Despite Dirt Cowboy establishing itself as a landmark in downtown Hanover and, after 27 years, one of South Main Street’s longest-running businesses, Guerra said that in the couple years before COVID-19 “the business was struggling” and sales were falling.

“I was not so happy, honestly, the last few years owning this place,” he said.

But, strangely, the pandemic changed his outlook — and he attributes that to how the community responded when COVID-19 struck.

“The pandemic brought all the beautiful things out,” Guerra said. “I began slowing down where I could talk with customers and enjoy actually the serving of the coffee again, which is what I like to do.”

“People would buy a $3 coffee and leave a $100 tip in the cup.

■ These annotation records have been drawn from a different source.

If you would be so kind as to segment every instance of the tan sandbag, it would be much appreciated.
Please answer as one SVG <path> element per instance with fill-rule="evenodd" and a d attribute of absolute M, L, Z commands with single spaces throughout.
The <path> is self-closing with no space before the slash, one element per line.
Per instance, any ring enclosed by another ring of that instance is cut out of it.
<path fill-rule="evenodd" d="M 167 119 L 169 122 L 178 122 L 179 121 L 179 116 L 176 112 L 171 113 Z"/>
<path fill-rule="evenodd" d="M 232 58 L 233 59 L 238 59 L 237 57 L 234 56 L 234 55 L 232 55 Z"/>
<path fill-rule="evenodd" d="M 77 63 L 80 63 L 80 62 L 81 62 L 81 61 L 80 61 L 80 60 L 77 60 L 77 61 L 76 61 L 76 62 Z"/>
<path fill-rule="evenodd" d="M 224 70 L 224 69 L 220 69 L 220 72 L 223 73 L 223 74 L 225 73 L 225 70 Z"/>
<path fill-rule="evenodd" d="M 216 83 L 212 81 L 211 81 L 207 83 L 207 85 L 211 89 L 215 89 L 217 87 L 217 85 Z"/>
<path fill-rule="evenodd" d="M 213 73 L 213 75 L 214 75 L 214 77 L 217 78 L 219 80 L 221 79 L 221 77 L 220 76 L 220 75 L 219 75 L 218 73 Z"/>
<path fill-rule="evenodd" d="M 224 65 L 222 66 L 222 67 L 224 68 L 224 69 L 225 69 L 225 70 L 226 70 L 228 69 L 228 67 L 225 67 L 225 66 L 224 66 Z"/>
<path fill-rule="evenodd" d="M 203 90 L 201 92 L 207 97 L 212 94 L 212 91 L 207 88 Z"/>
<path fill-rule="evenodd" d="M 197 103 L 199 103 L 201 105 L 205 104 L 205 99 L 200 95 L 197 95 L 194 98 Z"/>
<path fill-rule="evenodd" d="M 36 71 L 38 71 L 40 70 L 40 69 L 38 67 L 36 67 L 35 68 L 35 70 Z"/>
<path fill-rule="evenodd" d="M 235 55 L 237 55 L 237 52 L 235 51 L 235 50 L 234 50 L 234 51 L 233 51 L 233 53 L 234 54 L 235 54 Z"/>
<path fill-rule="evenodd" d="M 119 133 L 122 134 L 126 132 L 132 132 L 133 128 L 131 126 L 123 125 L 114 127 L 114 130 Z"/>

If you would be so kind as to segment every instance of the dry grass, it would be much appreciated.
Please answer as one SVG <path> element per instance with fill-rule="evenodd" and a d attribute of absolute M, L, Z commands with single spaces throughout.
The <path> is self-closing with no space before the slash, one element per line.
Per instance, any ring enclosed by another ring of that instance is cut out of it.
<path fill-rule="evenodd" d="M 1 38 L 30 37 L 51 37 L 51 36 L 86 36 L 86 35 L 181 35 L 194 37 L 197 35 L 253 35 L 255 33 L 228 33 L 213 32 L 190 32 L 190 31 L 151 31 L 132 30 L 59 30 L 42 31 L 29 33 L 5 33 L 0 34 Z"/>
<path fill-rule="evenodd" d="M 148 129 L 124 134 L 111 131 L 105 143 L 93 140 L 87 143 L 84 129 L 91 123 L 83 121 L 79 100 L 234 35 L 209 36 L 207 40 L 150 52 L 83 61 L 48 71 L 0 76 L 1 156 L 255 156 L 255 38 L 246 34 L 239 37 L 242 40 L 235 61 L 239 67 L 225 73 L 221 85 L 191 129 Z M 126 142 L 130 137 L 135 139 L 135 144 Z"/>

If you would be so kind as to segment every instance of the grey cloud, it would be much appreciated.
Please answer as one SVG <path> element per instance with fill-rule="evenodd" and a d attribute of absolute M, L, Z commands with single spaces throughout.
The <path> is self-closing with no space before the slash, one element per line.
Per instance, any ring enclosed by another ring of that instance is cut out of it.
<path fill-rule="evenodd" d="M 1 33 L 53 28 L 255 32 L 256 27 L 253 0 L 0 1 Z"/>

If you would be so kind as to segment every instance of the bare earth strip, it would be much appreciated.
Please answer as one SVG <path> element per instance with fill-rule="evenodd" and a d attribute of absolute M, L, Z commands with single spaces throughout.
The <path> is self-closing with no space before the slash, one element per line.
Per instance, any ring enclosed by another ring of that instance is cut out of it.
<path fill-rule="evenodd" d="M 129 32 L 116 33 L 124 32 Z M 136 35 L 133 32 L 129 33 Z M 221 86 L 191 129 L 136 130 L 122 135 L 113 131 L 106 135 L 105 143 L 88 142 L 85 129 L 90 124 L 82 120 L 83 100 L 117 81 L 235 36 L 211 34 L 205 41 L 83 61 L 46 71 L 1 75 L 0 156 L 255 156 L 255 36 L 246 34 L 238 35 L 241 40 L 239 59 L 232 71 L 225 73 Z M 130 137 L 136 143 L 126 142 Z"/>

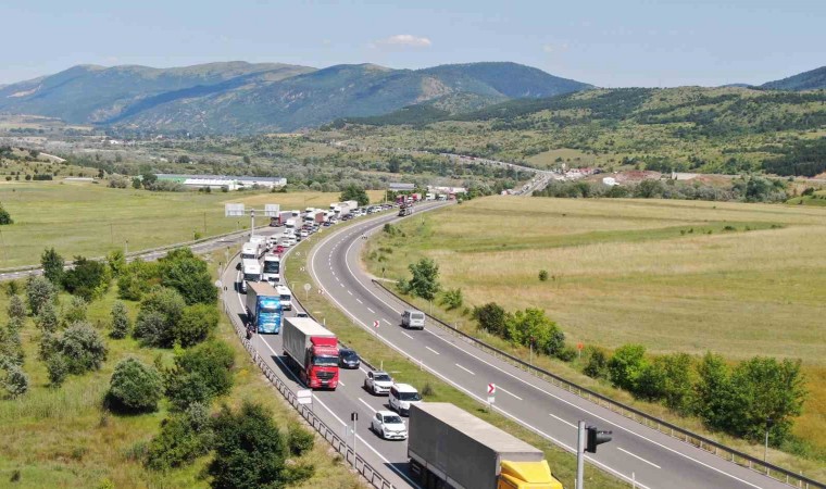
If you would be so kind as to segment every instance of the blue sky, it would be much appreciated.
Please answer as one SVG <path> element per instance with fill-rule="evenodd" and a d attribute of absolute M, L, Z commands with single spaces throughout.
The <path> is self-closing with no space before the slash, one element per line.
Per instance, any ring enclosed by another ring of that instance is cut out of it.
<path fill-rule="evenodd" d="M 759 84 L 826 64 L 826 1 L 3 0 L 0 84 L 75 64 L 418 68 L 514 61 L 603 87 Z"/>

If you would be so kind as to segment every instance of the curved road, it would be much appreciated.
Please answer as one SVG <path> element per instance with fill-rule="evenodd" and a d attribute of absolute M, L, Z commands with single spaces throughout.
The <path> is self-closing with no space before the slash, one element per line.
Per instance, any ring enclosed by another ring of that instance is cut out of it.
<path fill-rule="evenodd" d="M 414 213 L 412 218 L 415 216 Z M 638 487 L 789 487 L 554 387 L 434 325 L 428 324 L 422 331 L 402 329 L 399 317 L 404 305 L 371 281 L 360 259 L 362 236 L 376 233 L 397 218 L 385 215 L 333 231 L 316 243 L 309 261 L 316 284 L 356 324 L 374 331 L 373 322 L 380 321 L 376 333 L 387 347 L 421 363 L 479 402 L 486 402 L 487 384 L 496 384 L 497 411 L 570 451 L 575 450 L 579 419 L 613 430 L 613 441 L 600 446 L 599 452 L 588 454 L 586 460 L 627 481 L 636 478 Z M 364 397 L 362 393 L 361 398 Z M 356 399 L 361 401 L 374 400 Z M 402 467 L 405 462 L 402 443 L 392 447 L 381 452 L 390 464 Z"/>

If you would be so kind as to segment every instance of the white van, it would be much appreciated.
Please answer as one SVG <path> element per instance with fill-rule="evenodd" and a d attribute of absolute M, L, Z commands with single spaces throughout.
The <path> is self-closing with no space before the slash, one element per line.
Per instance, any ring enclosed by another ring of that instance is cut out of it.
<path fill-rule="evenodd" d="M 261 264 L 258 259 L 241 261 L 241 292 L 247 293 L 248 281 L 261 281 Z"/>
<path fill-rule="evenodd" d="M 278 299 L 281 301 L 281 309 L 284 311 L 291 311 L 292 310 L 292 293 L 290 292 L 289 287 L 287 286 L 278 286 L 275 288 L 276 292 L 278 292 Z"/>
<path fill-rule="evenodd" d="M 401 313 L 401 325 L 408 329 L 424 329 L 425 313 L 415 309 L 408 309 Z"/>
<path fill-rule="evenodd" d="M 241 260 L 258 260 L 259 246 L 254 242 L 245 242 L 241 247 Z"/>
<path fill-rule="evenodd" d="M 422 396 L 410 384 L 393 384 L 390 388 L 390 409 L 402 416 L 410 415 L 410 405 L 422 402 Z"/>

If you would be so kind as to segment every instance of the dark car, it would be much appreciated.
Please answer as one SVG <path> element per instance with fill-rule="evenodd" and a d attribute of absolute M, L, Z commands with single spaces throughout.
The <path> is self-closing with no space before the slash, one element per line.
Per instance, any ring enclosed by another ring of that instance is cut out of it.
<path fill-rule="evenodd" d="M 338 366 L 341 368 L 359 368 L 361 360 L 355 351 L 342 348 L 338 351 Z"/>

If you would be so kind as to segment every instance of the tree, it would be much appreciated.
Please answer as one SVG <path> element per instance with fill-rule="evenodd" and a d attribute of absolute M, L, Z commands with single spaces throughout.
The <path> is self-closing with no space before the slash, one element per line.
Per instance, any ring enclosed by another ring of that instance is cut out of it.
<path fill-rule="evenodd" d="M 170 251 L 159 264 L 161 285 L 176 289 L 187 304 L 214 304 L 217 301 L 218 291 L 212 284 L 206 262 L 189 248 Z"/>
<path fill-rule="evenodd" d="M 23 299 L 21 299 L 20 296 L 12 296 L 9 299 L 9 308 L 7 308 L 5 312 L 9 314 L 9 317 L 25 319 L 26 304 L 23 302 Z"/>
<path fill-rule="evenodd" d="M 218 325 L 218 310 L 212 304 L 195 304 L 184 309 L 174 326 L 174 341 L 187 348 L 205 340 Z"/>
<path fill-rule="evenodd" d="M 458 309 L 462 306 L 464 298 L 462 297 L 462 289 L 448 289 L 445 291 L 445 296 L 441 299 L 442 304 L 448 306 L 448 310 Z"/>
<path fill-rule="evenodd" d="M 306 467 L 287 466 L 284 435 L 260 404 L 245 402 L 238 413 L 224 406 L 212 426 L 215 457 L 208 472 L 213 488 L 285 487 L 299 482 L 311 472 Z"/>
<path fill-rule="evenodd" d="M 97 371 L 107 360 L 107 346 L 100 334 L 88 323 L 75 323 L 61 335 L 55 353 L 62 354 L 71 374 Z"/>
<path fill-rule="evenodd" d="M 630 392 L 637 392 L 639 379 L 648 366 L 646 347 L 624 344 L 620 347 L 608 362 L 611 381 Z"/>
<path fill-rule="evenodd" d="M 439 292 L 439 265 L 430 259 L 422 259 L 408 266 L 413 278 L 406 283 L 406 292 L 431 301 Z"/>
<path fill-rule="evenodd" d="M 140 303 L 133 336 L 146 344 L 171 348 L 184 308 L 186 302 L 177 290 L 168 287 L 153 288 Z"/>
<path fill-rule="evenodd" d="M 163 394 L 161 375 L 154 367 L 137 359 L 125 359 L 115 365 L 109 381 L 109 400 L 128 412 L 152 412 Z"/>
<path fill-rule="evenodd" d="M 54 250 L 54 247 L 43 250 L 43 254 L 40 255 L 40 266 L 43 268 L 43 276 L 54 284 L 55 287 L 60 287 L 65 265 L 63 256 Z"/>
<path fill-rule="evenodd" d="M 360 208 L 370 204 L 370 197 L 367 197 L 367 192 L 363 188 L 355 185 L 348 185 L 345 187 L 339 199 L 341 199 L 341 202 L 355 200 L 359 202 Z"/>
<path fill-rule="evenodd" d="M 9 224 L 14 224 L 14 220 L 12 218 L 12 215 L 9 214 L 9 211 L 3 208 L 3 204 L 0 203 L 0 226 L 5 226 Z"/>
<path fill-rule="evenodd" d="M 63 288 L 68 293 L 91 302 L 105 292 L 111 279 L 109 268 L 104 264 L 75 256 L 74 266 L 63 274 Z"/>
<path fill-rule="evenodd" d="M 126 311 L 126 305 L 121 301 L 115 301 L 112 304 L 112 333 L 109 336 L 115 339 L 123 339 L 129 335 L 130 330 L 132 321 Z"/>
<path fill-rule="evenodd" d="M 54 285 L 45 277 L 30 277 L 26 281 L 26 297 L 32 314 L 37 315 L 43 304 L 54 301 L 55 296 Z"/>
<path fill-rule="evenodd" d="M 473 316 L 479 322 L 479 327 L 493 335 L 504 337 L 508 313 L 496 302 L 489 302 L 473 309 Z"/>

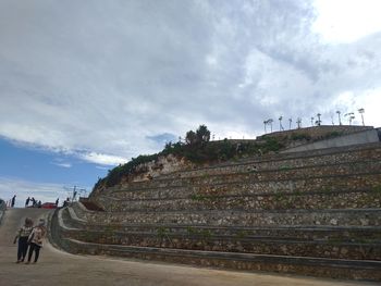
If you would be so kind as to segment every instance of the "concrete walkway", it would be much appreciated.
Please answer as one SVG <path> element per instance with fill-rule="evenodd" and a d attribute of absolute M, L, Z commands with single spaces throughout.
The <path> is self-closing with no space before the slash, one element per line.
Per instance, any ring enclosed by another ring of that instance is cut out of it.
<path fill-rule="evenodd" d="M 14 234 L 25 219 L 48 215 L 41 209 L 11 209 L 0 227 L 0 285 L 136 285 L 136 286 L 355 286 L 373 283 L 198 269 L 106 257 L 73 256 L 46 243 L 36 264 L 16 264 Z"/>

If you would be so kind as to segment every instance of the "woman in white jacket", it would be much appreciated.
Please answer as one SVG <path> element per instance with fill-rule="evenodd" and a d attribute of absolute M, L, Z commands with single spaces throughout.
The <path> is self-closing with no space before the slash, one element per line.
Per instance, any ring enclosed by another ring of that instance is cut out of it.
<path fill-rule="evenodd" d="M 28 253 L 28 261 L 26 264 L 30 263 L 30 259 L 33 256 L 33 252 L 35 252 L 35 261 L 34 263 L 37 262 L 38 257 L 39 257 L 39 250 L 42 247 L 42 239 L 45 238 L 46 235 L 46 228 L 45 228 L 45 221 L 39 220 L 39 223 L 35 228 L 33 228 L 28 241 L 29 241 L 29 253 Z"/>

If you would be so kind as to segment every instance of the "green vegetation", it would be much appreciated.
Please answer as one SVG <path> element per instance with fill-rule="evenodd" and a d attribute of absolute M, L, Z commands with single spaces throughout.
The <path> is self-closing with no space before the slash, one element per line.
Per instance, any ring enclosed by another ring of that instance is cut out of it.
<path fill-rule="evenodd" d="M 109 170 L 108 175 L 105 178 L 99 178 L 93 190 L 101 186 L 112 187 L 120 184 L 123 177 L 128 179 L 130 176 L 145 173 L 147 170 L 144 167 L 144 164 L 156 162 L 162 156 L 172 154 L 177 158 L 185 158 L 193 163 L 201 164 L 228 160 L 236 161 L 243 157 L 276 152 L 282 147 L 283 145 L 276 138 L 270 136 L 265 136 L 260 142 L 228 140 L 226 138 L 210 141 L 210 132 L 207 126 L 200 125 L 196 132 L 189 130 L 186 133 L 185 142 L 170 141 L 165 144 L 164 149 L 159 153 L 140 154 L 137 158 L 132 158 L 126 164 Z"/>
<path fill-rule="evenodd" d="M 311 139 L 311 136 L 309 134 L 304 134 L 304 133 L 293 133 L 291 135 L 291 139 L 296 141 L 296 140 L 307 140 L 309 141 Z"/>
<path fill-rule="evenodd" d="M 235 234 L 235 237 L 237 239 L 244 239 L 245 237 L 247 237 L 247 232 L 246 231 L 238 231 L 236 234 Z"/>
<path fill-rule="evenodd" d="M 159 237 L 163 238 L 163 237 L 168 236 L 168 228 L 160 226 L 160 227 L 158 227 L 157 233 L 158 233 Z"/>
<path fill-rule="evenodd" d="M 372 192 L 381 195 L 381 185 L 377 185 L 371 188 Z"/>
<path fill-rule="evenodd" d="M 198 195 L 198 194 L 193 194 L 190 195 L 190 199 L 192 200 L 195 200 L 195 201 L 204 201 L 206 200 L 207 198 L 202 195 Z"/>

That happened on a regular basis,” Guerra said of the early days after the pandemic hit.

Now Guerra is planning other changes.

Already introducing a new website with a more robust online sales platform, he will be adding large, flat-screen monitors on the wall behind the counter for an electronic menu. And he plans to move the entire kitchen from the basement level to the former table seating area, where he has brought his coffee roaster from the shed at his Norwich home.

The idea, Guerra said, is to have an exposed kitchen so customers can see dough rolling and baking in action. Moving the kitchen upstairs will also eliminate the countless trips up- and downstairs all day for staff between the two floors.

“We stumbled into this but quite honestly the pandemic has turned into nothing but a cure for what was ailing this business,” Guerra said.